Monty Hall Problem

May 24, 2021.

I first heard of Monty Hall problem around four years ago. In class, a professor showed us how we weren't willing to change our decisions even after suggestive evidence showed us otherwise. What's Monty Hall problem, you ask?

Monty Hall problem is a brain teaser based on probability, inspired by the show Let's Make a Deal. The problem goes like this:

Suppose you're on a game show, and you're given the choice of three doors: Behind one door is a car; behind the others, goats. You pick a door, say No. 1, and the host, who knows what's behind the doors, opens another door, say No. 3, which has a goat. He then says to you, "Do you want to pick door No. 2?" Is it to your advantage to switch your choice?

Before you read further, pause and think of your answer.

The problem has multiple solutions, from very simple to complex Bayesian simulations. In this short note, I will only talk about the most straightforward solution using the principle of indifference.

The principle of indifference says that if you have no extra information, you should be indifferent between your choices. If you have a coin and you don't know the probability of getting a head, the best starting point is 50 per cent. If you haven't studied for the exam and have an objective exam, all options are equally likely to be correct.

Sounds simple, but this is easily misinterpreted and prone to errors. Remind yourself to be extra careful when using this.

For our Monty Hall, let us say you don't know anything about your choices. You are equally likely to choose any one — 1/3 probability. Say you chose the first one, and Mr Hall removes the second option. What is the likelihood that you are still correct and the car is actually behind the first door? Now that there are only two doors left, it should be 1/2. You should be indifferent between the two doors. Wrong.

What you do not account for is that this probability does not account for the additional information that Mr Hall removed the second option. Did you consider conditional probability? This reminds me of Chekhov's Gun — a movie-making principle that says every element in the story must be necessary or it shouldn't be there. Why did Mr Hall remove the option? It should have value.

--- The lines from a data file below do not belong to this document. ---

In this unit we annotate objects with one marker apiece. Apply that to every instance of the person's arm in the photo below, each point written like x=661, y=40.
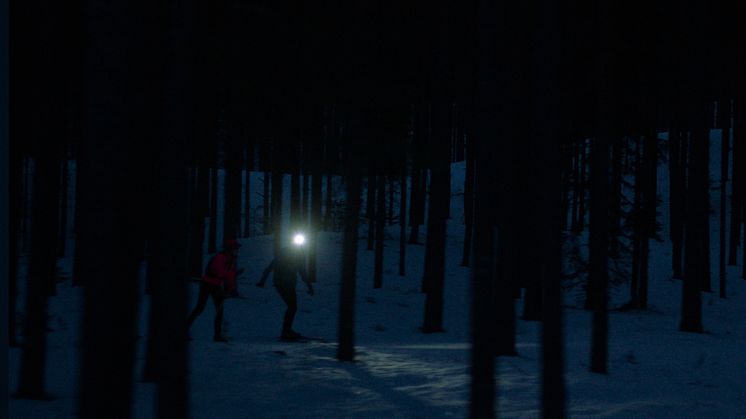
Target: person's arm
x=266, y=272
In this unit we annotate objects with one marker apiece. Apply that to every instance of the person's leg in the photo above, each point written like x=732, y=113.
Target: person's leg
x=291, y=301
x=218, y=298
x=201, y=302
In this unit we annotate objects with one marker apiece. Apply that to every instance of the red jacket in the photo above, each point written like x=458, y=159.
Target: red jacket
x=222, y=269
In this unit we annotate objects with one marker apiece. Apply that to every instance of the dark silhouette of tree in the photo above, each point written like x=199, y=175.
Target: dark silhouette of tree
x=677, y=190
x=115, y=149
x=403, y=218
x=598, y=278
x=370, y=207
x=346, y=346
x=468, y=202
x=38, y=115
x=212, y=241
x=249, y=167
x=42, y=261
x=233, y=165
x=380, y=225
x=724, y=124
x=549, y=47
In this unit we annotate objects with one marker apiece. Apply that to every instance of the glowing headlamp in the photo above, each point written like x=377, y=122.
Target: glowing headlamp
x=299, y=239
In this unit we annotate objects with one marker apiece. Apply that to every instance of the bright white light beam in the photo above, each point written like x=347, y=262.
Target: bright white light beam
x=299, y=239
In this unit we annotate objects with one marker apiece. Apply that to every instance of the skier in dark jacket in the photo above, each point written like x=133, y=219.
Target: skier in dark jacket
x=221, y=270
x=286, y=266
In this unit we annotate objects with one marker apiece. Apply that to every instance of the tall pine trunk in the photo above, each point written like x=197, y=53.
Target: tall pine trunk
x=724, y=116
x=380, y=225
x=41, y=271
x=266, y=224
x=677, y=185
x=468, y=202
x=232, y=197
x=434, y=276
x=346, y=327
x=212, y=241
x=116, y=146
x=403, y=220
x=247, y=215
x=370, y=207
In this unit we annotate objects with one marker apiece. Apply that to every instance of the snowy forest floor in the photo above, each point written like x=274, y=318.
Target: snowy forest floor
x=654, y=370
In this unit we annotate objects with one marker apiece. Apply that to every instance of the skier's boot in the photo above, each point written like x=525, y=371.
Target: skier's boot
x=290, y=335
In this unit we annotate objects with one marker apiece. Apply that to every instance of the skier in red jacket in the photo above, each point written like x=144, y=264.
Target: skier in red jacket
x=221, y=270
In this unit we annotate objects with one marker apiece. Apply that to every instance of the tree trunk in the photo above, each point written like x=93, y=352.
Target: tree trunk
x=583, y=184
x=696, y=221
x=615, y=199
x=434, y=276
x=247, y=215
x=724, y=116
x=468, y=202
x=64, y=193
x=598, y=247
x=305, y=198
x=233, y=175
x=41, y=272
x=329, y=215
x=390, y=211
x=370, y=207
x=577, y=184
x=380, y=226
x=277, y=192
x=415, y=218
x=266, y=204
x=677, y=162
x=14, y=200
x=736, y=197
x=315, y=224
x=200, y=201
x=650, y=195
x=346, y=329
x=295, y=191
x=117, y=137
x=213, y=239
x=403, y=220
x=637, y=227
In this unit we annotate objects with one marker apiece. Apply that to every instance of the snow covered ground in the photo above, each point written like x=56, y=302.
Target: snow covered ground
x=654, y=370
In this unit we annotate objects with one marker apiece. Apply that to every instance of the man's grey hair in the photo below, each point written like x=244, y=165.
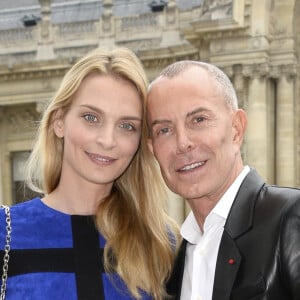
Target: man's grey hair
x=222, y=81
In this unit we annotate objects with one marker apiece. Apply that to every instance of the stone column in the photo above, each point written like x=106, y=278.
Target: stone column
x=107, y=31
x=257, y=131
x=285, y=128
x=45, y=46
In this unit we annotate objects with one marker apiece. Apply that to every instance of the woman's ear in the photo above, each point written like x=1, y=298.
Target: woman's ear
x=58, y=123
x=239, y=126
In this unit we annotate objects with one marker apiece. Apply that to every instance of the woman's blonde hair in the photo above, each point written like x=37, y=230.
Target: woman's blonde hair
x=141, y=238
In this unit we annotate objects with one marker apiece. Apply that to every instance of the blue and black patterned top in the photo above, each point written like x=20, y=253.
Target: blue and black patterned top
x=56, y=256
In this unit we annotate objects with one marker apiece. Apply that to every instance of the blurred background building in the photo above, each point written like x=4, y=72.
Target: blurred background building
x=256, y=43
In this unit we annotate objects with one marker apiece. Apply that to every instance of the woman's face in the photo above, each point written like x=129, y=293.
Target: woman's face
x=101, y=130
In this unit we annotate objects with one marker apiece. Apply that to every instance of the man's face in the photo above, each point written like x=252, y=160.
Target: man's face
x=194, y=135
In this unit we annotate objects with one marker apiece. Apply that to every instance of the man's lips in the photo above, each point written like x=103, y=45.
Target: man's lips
x=191, y=166
x=100, y=158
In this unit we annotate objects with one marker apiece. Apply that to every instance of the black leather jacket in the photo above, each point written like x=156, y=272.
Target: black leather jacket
x=262, y=236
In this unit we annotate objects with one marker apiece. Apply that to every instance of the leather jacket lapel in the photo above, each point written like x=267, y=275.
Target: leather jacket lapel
x=239, y=221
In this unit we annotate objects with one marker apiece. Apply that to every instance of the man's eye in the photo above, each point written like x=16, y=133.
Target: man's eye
x=128, y=126
x=90, y=118
x=199, y=119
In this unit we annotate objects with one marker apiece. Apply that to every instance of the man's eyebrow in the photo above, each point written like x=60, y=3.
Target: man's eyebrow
x=189, y=114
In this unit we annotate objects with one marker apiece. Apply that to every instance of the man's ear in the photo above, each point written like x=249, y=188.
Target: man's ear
x=150, y=145
x=239, y=124
x=58, y=123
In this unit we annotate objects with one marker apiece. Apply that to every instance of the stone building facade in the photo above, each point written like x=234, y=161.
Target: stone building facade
x=257, y=43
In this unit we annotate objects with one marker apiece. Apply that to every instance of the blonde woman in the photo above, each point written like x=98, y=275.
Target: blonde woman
x=99, y=230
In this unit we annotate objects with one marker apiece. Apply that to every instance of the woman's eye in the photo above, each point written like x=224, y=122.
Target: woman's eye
x=163, y=131
x=128, y=126
x=90, y=118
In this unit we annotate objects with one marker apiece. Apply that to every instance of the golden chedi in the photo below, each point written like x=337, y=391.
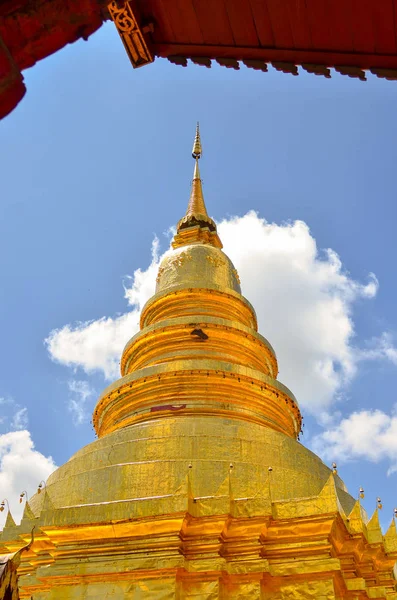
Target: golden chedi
x=197, y=486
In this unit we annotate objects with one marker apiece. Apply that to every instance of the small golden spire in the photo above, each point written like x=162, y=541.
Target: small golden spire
x=196, y=207
x=196, y=224
x=197, y=148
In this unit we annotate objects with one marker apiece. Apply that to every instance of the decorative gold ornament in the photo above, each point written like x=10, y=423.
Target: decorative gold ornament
x=132, y=35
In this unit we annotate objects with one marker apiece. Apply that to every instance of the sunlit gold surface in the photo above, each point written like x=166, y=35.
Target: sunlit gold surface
x=197, y=486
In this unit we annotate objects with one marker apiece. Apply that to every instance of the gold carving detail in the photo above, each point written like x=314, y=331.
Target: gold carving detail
x=159, y=274
x=215, y=260
x=182, y=258
x=236, y=275
x=131, y=34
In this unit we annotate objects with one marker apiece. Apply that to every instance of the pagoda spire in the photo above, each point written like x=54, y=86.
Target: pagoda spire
x=196, y=215
x=196, y=207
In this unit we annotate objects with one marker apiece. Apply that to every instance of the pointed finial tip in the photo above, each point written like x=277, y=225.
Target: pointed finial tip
x=197, y=149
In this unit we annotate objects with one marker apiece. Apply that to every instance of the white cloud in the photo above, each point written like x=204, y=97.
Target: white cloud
x=20, y=419
x=21, y=469
x=304, y=300
x=369, y=434
x=97, y=345
x=80, y=392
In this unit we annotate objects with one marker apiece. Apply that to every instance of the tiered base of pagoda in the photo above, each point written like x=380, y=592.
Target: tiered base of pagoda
x=247, y=513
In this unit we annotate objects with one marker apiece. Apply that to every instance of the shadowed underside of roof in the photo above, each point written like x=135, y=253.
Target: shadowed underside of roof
x=350, y=36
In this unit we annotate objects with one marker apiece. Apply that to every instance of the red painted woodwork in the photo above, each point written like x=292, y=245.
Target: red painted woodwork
x=349, y=35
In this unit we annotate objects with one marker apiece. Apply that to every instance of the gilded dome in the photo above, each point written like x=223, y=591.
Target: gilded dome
x=200, y=266
x=151, y=460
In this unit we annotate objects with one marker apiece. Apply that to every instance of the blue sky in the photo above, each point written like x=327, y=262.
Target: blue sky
x=96, y=161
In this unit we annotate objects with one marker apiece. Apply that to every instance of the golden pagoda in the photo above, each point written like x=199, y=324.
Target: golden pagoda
x=197, y=486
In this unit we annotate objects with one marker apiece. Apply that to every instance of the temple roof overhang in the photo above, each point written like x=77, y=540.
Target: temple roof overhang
x=347, y=35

Once you consider that additional information, think again of the problem. Mr Hall removes the second door from the game; the probabilities are recalculated. You initially chose the second door, and that door's chance remains fixed — 1/3. You are right now if and only if you were right originally. But the third door's chance increases to 2/3. After all, the total probability should add up to one. Because that is the case, you should change your choice and quickly switch to door three.

If you switch your choice, you have around 66 per cent probability of taking that sedan home. If you didn't, well, only 33 per cent. Puzzled? I couldn't get it either. (It is a veridical problem; the correct answer is so counterintuitive that it seems absurd.)

As I said, there are mathematical and simulation proofs as well.

But why didn't you switch? Or why didn't I switch? Was it because I was taught to be disciplined and stick with a choice once I made it? Was it because I had invested in my first choice and didn't want to lose it? Or was it because I was afraid to take the risk?

My psychology professor had taught me about errors of omission vs errors of commission effect. People tend to stay inactive and lose rather than be active and take risks. Then there is endowment effect from development economics. Once we own a good, we start valuing it more than we had invested for it. We develop an attachment to it and an emotional bias for our decisions. It could have been that.

Or, I was too lazy to switch.